Eragon continuò a coccolarla finché Saphira non si scostò e disse: Se non ti sbrighi, arriverai in ritardo all'appuntamento con Nasuada.

Si avviarono verso il centro dell'accampamento e il padiglione rosso. Non era molto distante, così la dragonessa decise di camminare insieme a lui invece di librarsi tra le nuvole.

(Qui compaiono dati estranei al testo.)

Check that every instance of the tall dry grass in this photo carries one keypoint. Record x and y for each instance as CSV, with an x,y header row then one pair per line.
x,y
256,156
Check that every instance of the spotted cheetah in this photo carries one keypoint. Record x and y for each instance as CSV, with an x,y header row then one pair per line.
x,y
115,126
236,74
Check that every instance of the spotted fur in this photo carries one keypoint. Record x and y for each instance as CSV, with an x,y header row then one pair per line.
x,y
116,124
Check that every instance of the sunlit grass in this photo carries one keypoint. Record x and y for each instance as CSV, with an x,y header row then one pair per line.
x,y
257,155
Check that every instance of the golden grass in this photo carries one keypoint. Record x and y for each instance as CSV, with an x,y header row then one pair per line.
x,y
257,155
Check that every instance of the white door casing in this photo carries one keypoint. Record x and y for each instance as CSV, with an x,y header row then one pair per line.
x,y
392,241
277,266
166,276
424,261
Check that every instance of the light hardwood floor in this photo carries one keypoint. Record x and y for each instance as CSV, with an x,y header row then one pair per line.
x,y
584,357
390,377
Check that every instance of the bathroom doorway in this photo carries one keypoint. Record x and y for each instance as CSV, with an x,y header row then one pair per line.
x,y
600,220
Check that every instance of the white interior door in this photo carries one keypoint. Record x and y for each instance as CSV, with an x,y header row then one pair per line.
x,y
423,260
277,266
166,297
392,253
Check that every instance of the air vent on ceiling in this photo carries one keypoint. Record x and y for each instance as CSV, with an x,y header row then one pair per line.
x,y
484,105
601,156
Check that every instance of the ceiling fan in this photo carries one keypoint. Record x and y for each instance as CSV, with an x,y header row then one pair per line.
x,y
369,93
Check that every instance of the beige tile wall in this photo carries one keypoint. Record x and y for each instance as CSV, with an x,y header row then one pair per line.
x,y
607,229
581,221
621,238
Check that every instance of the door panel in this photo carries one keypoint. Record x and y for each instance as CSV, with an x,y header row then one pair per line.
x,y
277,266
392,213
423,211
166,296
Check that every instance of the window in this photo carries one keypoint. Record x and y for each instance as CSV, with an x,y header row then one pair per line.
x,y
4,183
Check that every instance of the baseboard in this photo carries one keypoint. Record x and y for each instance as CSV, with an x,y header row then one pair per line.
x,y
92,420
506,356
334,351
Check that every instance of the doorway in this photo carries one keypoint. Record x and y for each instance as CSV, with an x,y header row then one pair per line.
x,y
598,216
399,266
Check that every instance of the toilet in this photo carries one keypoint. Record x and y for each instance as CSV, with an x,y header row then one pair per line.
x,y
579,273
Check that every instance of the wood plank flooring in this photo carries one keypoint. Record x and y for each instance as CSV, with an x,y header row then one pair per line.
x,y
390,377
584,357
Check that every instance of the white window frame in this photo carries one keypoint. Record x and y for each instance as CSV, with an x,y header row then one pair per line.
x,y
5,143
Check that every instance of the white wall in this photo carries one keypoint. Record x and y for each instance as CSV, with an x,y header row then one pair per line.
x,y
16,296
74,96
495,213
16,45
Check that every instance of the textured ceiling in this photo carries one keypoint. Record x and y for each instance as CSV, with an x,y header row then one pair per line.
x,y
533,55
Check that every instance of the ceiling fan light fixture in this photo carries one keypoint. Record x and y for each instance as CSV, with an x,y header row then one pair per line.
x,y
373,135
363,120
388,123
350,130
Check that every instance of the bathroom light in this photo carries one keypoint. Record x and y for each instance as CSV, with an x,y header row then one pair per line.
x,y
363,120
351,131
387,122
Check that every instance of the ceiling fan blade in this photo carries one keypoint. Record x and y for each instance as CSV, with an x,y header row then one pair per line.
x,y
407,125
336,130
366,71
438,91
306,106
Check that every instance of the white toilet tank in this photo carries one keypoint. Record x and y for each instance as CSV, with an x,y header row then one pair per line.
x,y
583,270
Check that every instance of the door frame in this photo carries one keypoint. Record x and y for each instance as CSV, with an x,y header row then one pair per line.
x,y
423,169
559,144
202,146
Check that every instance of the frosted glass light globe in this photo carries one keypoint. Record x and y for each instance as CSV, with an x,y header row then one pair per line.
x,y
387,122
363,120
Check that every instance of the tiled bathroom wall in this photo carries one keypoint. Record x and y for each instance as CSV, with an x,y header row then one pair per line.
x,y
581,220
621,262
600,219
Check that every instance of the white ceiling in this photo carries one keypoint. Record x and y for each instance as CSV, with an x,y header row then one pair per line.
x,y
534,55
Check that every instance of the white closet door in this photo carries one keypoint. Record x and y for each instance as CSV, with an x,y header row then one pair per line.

A un centinaio di metri dal padiglione si imbatterono in Angela l'erborista. Era inginocchiata tra due tende e indicava un quadrato di pelle disteso su una roccia bassa e piatta su cui giaceva un mucchio disordinato di ossi lunghi un dito, ogni lato marchiato con un simbolo diverso: erano gli ossi di zampa di drago con cui gli aveva predetto il futuro a Teirm.

Di fronte a lei c'era una donna alta e con le spalle larghe, la pelle abbronzata e segnata dalle intemperie, i capelli neri raccolti in una lunga e folta treccia che le ricadeva sulla schiena, il viso ancora grazioso nonostante le profonde rughe che gli anni le avevano scolpito intorno alla bocca. Indossava un abito rosso scuro che le stava piccolo, tanto che le maniche erano corte e le lasciavano scoperta gran parte degli avambracci. Attorno a ogni polso aveva una benda di tela nera, ma quella sul sinistro si era allentata, e le era scivolata fino al gomito; Eragon poté così scorgere spessi strati di cicatrici, provocate di sicuro dal continuo sfregamento di un paio di manette. Intuì che doveva essere stata rapita dai nemici e che si era ribellata, lacerandosi i polsi fino all'osso. Si domandò se era una criminale o una schiava, e al pensiero che qualcuno potesse essere così crudele da permettere a un prigioniero sotto la propria custodia di ferirsi a quel modo, benché da solo, si incupì.